İstanbul üzerine kafa yoran, yaratıcı çözümler üreten değişik seslere ihtiyaç olduğuna kalpten inandığım için.
Tesadüfen dün de İstanbul’un dönüşümünde sessiz bir rol oynayan biriyle birlikteydim.
Gayrimenkul ve özellikle otelcilik yatırımı üzerinde danışmanlık yapan Servotel’in kurucusu Ömer İsvan.
Servotel’in tam olarak ne yaptığını özetle şöyle izah edebilirim.
Diyelim geniş bir araziye sahip yatırımcısınız.
Bu arazinin üzerinde “ne yapmalıyım” diye şirkete danışıyorsunuz.
Servotel fizibilite, konsept yaratma, proje geliştirme, satış ve pazarlama danışmanlığı gibi alanlarda hizmet veriyor.
Bir dönem GYİAD başkanlığı da yapmış olan İsvan şirketini 27 yıl önce Londra’da kurmuş.
ÖNEMLİ PROJELERİ ARKASINDA
İstanbul ofisi 2002 yılından beri faaliyette.
İsvan, Kemer Country, Astoria, İstinye Park, Sapphire, Kanyon, Ormanada, Maçka Rezidans, Kempiski Barbaros gibi projelerin arkasındaki isim.
Ünlü mimar Norman Foster’in iki projesiyle, İsviçreli Herzog&Meron’un bir projesini hayata geçmek üzere.
Servotel 43 ülkede faaliyet gösteriyor ve Türkiye danışmanlık yaptığı 36. ülke.
Yani daha önce danışmanlık hizmeti verdiği ülkelerin sayısı hayli kabarık olduğu için Türkiye’yi kolayca diğerleriyle karşılaştırabiliyor.
Örneğin Malezya’da, Gürcistan’da yatırımcının önündeki bürokratik engellerin çok daha az olduğunu söylüyor.
Şaşırtıcı ama böyle.
Biz sanıyorduk ki Türkiye yabancı yatırımcı için bürokrasiyi giderek hafifletmiş durumda.
Ömer İsvan bu konuda ısrarlı.
“Gayrimenkul sektöründe yabancı yatırımcıya henüz hazır değiliz” diyor.
İRLANDALI KAPISINDA YATIYOR
ABD’de hizmet verdiği önemli bir konut yatırımcısıyla Türkiye’de yaşamış olduğu deneyimi paylaşıyor.
“Şirketin yönetim kurulu başkanı Türkiye’ye geldi. Yunanistan, İrlanda gibi ülkelerin en üst düzey yetkilileri adamın kapısında yatıp kalkıyor.
Burada dönemin Turizm Bakanı’ndan randevu istedik. Alamadık. Dolayısıyla Amerikalı yatırımcı sadece etrafa bakıp, ülkesine döndü”.
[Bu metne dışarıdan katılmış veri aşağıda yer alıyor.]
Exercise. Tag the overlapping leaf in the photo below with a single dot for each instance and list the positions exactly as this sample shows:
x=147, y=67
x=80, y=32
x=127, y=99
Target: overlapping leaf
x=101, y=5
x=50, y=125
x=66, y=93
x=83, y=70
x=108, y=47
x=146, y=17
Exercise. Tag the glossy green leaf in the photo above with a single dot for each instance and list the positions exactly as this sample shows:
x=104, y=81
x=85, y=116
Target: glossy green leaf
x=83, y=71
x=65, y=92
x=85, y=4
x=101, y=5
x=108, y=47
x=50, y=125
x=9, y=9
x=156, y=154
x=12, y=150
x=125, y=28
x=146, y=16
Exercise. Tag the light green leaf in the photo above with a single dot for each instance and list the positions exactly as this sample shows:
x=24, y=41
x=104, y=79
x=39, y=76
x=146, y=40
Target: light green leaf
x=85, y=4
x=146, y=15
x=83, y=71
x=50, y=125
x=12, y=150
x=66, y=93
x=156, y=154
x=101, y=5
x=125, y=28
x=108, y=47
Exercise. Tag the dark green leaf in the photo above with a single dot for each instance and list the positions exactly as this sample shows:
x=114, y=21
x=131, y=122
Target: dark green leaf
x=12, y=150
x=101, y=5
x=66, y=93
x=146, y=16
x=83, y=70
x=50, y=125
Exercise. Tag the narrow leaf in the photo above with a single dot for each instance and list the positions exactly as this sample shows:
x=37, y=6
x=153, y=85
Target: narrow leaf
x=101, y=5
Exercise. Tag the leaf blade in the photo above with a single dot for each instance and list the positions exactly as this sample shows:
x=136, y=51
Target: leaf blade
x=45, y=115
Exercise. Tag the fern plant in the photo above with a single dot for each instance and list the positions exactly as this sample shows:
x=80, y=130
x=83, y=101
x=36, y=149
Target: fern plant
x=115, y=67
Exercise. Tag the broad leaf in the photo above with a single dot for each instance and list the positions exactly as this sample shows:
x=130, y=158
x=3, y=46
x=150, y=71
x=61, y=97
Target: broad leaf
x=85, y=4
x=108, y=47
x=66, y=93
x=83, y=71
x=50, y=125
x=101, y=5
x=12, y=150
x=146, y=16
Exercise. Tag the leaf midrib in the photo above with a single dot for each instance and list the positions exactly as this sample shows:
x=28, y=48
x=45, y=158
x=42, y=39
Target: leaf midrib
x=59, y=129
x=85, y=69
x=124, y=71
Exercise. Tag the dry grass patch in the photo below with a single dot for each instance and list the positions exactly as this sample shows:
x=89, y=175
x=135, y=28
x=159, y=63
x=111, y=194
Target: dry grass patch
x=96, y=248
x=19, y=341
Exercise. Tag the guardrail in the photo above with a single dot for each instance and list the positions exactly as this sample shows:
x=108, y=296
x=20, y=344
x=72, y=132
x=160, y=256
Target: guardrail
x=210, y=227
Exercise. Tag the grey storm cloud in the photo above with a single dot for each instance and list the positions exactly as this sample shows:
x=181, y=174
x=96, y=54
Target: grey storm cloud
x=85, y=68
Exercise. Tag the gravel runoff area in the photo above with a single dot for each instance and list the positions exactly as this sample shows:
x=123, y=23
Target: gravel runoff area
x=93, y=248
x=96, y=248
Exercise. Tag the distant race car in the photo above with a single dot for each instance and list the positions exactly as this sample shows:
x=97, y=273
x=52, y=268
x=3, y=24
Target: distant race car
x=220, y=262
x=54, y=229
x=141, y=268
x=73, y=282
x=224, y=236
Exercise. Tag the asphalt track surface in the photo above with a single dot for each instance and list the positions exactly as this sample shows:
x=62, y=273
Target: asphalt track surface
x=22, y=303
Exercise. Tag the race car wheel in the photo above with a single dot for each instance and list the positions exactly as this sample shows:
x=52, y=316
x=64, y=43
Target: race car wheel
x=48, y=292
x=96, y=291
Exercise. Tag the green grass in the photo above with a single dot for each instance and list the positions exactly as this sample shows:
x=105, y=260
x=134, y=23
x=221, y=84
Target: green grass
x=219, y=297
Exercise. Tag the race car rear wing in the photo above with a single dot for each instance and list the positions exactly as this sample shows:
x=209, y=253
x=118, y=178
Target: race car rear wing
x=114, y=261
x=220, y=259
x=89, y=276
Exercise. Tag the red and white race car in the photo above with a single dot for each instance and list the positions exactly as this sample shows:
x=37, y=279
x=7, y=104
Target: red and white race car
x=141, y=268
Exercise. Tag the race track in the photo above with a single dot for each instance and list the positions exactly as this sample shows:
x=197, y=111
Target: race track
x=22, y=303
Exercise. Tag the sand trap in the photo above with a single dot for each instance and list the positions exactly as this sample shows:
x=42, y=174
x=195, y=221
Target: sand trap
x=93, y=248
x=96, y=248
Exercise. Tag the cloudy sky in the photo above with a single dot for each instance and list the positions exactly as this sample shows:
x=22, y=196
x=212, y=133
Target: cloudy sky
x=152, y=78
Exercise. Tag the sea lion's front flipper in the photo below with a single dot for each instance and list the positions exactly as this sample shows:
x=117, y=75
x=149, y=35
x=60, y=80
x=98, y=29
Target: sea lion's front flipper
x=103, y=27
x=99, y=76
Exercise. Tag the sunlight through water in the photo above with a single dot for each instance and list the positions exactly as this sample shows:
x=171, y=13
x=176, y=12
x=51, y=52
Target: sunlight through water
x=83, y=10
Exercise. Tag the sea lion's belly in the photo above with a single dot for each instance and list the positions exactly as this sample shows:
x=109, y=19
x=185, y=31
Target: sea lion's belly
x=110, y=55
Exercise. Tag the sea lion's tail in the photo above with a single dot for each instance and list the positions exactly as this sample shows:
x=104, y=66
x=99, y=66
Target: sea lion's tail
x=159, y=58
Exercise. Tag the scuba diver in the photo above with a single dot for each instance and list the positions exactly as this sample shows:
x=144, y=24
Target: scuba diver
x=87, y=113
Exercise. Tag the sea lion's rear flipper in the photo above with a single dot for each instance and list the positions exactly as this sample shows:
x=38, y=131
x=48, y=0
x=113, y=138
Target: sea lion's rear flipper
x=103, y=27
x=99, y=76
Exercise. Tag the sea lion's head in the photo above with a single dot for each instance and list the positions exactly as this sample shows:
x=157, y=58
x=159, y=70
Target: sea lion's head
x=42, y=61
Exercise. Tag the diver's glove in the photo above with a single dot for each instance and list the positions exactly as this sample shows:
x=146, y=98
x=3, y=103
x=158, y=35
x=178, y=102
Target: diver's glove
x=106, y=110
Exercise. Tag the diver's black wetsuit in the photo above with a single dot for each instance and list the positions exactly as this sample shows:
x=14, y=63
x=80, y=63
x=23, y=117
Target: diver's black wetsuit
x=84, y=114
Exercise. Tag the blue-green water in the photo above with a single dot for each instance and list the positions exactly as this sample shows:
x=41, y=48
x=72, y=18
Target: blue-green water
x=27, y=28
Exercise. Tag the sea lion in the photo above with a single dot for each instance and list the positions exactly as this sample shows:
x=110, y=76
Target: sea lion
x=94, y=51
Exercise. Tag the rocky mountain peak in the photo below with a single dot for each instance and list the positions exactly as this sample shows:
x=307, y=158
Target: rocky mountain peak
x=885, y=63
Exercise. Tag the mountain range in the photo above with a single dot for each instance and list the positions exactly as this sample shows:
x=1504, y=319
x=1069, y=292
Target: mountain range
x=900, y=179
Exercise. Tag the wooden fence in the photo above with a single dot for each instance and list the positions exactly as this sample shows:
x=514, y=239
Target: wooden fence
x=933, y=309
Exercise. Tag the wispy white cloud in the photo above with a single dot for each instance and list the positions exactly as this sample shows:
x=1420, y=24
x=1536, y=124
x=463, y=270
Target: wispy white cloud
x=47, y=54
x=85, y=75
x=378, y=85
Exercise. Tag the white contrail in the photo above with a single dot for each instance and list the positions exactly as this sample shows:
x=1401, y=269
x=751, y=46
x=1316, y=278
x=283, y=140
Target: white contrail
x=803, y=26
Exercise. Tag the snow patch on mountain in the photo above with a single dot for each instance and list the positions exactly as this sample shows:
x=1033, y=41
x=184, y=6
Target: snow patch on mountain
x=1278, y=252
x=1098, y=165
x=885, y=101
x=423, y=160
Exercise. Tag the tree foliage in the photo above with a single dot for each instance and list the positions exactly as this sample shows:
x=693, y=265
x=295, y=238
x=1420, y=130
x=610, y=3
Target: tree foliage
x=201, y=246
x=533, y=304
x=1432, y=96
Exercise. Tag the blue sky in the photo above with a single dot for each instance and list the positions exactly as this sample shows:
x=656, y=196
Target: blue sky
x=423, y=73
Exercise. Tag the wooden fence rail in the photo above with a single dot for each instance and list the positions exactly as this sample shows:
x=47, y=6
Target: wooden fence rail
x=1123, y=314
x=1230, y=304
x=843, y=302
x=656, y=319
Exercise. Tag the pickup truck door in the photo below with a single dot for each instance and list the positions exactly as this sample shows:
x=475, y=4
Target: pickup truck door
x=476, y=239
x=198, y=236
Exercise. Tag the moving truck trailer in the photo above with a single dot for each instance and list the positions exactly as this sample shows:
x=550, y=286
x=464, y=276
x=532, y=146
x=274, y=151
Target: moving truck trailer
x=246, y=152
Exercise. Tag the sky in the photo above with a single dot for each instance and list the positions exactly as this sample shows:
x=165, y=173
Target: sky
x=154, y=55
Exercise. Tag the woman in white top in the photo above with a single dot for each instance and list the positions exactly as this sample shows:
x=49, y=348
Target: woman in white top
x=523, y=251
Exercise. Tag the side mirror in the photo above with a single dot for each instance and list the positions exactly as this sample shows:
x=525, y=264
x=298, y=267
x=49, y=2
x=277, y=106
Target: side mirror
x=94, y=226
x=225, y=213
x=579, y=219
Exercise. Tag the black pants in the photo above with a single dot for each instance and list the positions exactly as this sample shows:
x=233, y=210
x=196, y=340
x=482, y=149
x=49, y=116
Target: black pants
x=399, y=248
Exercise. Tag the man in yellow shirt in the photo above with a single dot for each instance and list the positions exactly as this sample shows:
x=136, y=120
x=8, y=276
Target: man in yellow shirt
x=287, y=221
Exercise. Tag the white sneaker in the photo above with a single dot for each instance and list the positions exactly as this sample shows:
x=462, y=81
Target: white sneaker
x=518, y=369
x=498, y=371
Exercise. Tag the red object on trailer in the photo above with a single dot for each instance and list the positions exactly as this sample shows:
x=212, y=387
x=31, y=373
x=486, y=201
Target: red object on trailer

Aynı şekilde geçtiğimiz günlerde Riyad’da katıldığı bir gayrimenkul zirvesinde Suudi Arabistanlı bir yatırımcı da “Türkiye yabancı yatırımcı istemiyor” görüşünü paylaşmış.
Dolayısıyla Ömer İsvan “Bürokrası vizyonerliğin önüne geçiyor” derken haklı.
Oysa Türkiye’nin ve giderek dünyanın en önemli bir merkezi haline dönüşen İstanbul’un kaybedecek bir dakikası bile yok.
Taşların bir an önce yerli yerine oturması gerek.
KULLANMA-KORUMA DENGESİ
Ama bakıyorsunuz bürokrasiden şik^ayet ederken tepeden bir “Yenileme Projesi” iniveriyor.
Sulukule, Fener-Balat projelerinde olduğu gibi.
İsvan’ın işaret ettiği gibi, Türkiye, kullanma ile koruma arasındaki dengeyi henüz keşfetmemiş olduğundan en uç noktalarda gidip geliyoruz.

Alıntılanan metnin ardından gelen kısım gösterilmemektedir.